Ce terme a longtemps été réservé au
domaine de la mécanique. Il désigne alors la capacité
qu'ont certains métaux à résister aux chocs
et à retrouver leurs caractéristiques initiales.
Depuis une vingtaine d'années, le mot est également
employé par les psychologues pour signifier la capacité
des êtres humains à résister à la destruction,
à se protéger de l'adversité et des situations
difficiles.
Comment
vous êtes-vous intéressée à ce phénomène
?
En
1986, j'ai lu un ouvrage du Dr Julius Segal, un auteur étasunien
qui développait le concept de résilience à
partir des témoignages des personnes ayant survécu
à la Shoa. Depuis, je cherche à repérer dans
la trajectoire de vie des gens que j'accompagne en thérapie,
ce qui les a amenés à rebondir.
Existe-t-il
un profil type des personnes résilientes ?
Les
personnes qui dès leur enfance ont reçu la certitude
d'être aimées par leurs parents et d'avoir une place
en ce monde ont des prédispositions indéniables.

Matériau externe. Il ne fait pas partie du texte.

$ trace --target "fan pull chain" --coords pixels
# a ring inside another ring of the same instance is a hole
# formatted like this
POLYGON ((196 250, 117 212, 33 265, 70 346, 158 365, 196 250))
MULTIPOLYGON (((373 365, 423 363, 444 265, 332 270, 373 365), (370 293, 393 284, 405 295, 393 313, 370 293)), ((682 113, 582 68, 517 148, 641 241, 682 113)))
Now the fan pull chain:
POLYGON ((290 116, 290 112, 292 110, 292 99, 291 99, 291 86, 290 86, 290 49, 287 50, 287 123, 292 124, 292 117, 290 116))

Ce fut le cas de Boris Cyrulnik qui s'est échappé
du train qui l'emmenait en déportation alors qu'il avait
à peine 7 ans. L'estime de soi est le plus beau cadeau
que des parents puissent faire à un enfant. Mais il existe
plusieurs types de résilience. Ainsi pour les personnes
qui n'ont pas été dotées à leur naissance,
une rencontre déterminante peut les amener sur la voie
de la résilience. Qu'il s'agisse d'un instituteur, d'un
voisin, d'un prêtre, d'un conjoint
Du moment que cette
personne leur témoigne une acceptation inconditionnelle
et leur transmette la certitude qu'elles valent quelque chose
(Lire à ce propos le témoignage bouleversant de
Tim Guernard " Au-delà de la haine " aux éditions
J'ai lu, 1999).
Les
facteurs de résilience varient sensiblement d'un auteur
à l'autre. Lesquels vous semblent essentiels ?
J'en
retiendrais essentiellement cinq.
1. La capacité de communiquer qui permet de se raconter,
de dire ce dont on a envie, de demander de l'aide, d'avoir de
l'humour.
2. La volonté de maîtriser son destin, de refuser
d'être une éternelle victime, de prendre des initiatives
: " On n'est pas responsable de ce qu'on nous a fait, mais
on est responsable de ce qu'on fait de ce qu'on nous a fait. "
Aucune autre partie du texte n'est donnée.